Joint dragnet nabs 258 fugitives
A sleepy-eyed woman opened the sliding glass door to her Bloomington apartment when Operation FALCON came calling.
She wasn't the girlfriend of the guy they were after, she said. But she knew where he lived. Less than a half-hour later, Deputy U.S. Marshal Nate Matthews roused the man "with violent tendencies" from his bed and into a waiting squad car. A two-year manhunt was over.
"Not surprisingly, he said he was getting ready to turn himself in," Matthews said, smiling.
"Sure he was," said Justin Cline, another deputy marshal.
For the fourth year here, Operation FALCON (Federal and Local Cops Organized Nationally), a multi-agency effort led by the U.S. Marshals Service, has swooped down on fugitives from the law in a one-week dragnet. The 2009 effort nabbed 258 fugitives in Minnesota during the week of June 22, officials announced Thursday.
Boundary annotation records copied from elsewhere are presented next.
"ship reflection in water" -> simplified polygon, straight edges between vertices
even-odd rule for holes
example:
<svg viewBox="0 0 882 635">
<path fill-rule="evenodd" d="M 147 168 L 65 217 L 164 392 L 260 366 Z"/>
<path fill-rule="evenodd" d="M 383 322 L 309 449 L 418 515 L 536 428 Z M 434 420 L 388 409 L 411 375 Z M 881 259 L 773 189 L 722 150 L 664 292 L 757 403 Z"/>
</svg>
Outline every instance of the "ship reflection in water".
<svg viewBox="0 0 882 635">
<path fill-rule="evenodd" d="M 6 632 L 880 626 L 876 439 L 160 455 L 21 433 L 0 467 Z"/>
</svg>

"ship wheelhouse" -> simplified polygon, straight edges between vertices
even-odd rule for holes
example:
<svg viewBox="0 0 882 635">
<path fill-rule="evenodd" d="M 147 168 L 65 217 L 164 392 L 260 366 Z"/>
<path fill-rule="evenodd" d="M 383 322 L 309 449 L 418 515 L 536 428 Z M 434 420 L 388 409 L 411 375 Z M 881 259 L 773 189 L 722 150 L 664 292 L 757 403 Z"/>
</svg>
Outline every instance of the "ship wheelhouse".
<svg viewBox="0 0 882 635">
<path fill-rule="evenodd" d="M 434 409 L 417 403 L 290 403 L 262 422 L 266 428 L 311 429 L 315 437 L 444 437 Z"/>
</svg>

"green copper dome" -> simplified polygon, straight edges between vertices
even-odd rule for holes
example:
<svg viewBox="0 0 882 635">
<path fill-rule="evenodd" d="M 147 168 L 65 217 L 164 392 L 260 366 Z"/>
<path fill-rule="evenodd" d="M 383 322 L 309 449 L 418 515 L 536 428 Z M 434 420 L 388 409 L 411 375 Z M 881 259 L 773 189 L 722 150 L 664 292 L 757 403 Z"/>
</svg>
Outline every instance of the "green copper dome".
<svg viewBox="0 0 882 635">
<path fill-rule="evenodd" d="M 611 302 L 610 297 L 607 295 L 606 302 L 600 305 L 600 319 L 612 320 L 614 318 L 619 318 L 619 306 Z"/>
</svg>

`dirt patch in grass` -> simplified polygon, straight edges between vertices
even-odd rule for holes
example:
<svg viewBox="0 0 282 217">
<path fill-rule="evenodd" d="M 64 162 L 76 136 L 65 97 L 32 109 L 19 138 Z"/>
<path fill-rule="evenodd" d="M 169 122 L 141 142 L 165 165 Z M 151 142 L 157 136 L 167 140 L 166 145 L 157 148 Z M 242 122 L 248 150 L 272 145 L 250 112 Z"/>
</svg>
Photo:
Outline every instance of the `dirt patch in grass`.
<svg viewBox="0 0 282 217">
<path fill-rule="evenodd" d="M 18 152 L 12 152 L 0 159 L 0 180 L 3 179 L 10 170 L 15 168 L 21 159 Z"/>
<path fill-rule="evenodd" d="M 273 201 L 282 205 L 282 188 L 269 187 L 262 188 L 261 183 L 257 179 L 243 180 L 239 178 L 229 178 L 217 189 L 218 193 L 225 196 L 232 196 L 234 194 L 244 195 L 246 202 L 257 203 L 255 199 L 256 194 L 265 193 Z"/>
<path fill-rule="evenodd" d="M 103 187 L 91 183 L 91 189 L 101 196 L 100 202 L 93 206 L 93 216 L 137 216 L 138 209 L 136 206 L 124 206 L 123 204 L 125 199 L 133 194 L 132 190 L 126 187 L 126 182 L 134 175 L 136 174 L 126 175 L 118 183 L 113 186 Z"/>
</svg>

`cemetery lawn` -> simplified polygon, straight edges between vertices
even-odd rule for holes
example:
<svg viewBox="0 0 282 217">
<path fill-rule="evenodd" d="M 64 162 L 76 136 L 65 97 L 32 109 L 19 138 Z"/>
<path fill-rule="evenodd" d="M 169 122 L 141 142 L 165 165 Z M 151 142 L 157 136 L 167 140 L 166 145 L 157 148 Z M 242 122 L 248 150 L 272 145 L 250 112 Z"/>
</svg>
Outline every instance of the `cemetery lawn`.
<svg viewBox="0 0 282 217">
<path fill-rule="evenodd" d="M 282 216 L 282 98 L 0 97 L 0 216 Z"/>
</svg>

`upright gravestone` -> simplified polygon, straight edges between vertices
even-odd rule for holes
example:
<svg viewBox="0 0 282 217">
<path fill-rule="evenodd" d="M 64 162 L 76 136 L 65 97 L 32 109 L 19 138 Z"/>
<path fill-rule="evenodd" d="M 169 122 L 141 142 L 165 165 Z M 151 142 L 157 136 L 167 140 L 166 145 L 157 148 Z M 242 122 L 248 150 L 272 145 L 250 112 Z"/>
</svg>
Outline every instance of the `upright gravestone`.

Fugitives included 18 sex offenders and at least nine known gang members. All of the fugitives were considered violent, officials said.
The number of arrests this year during the one-week sweep from Duluth to Rochester doubled the number of arrests last year, said Michael McGinn, U.S. marshal for the state of Minnesota. It was five times the number from the first year of the program here.
Nationally, Operation FALCON resulted in the arrest of more than 35,000 fugitives, including more than 22,300 sex offenders and 900 gang members. U.S. Marshals officials said 487 homicide warrants were cleared by the operation. A warrant is cleared either when a fugitive is arrested or a case is dismissed.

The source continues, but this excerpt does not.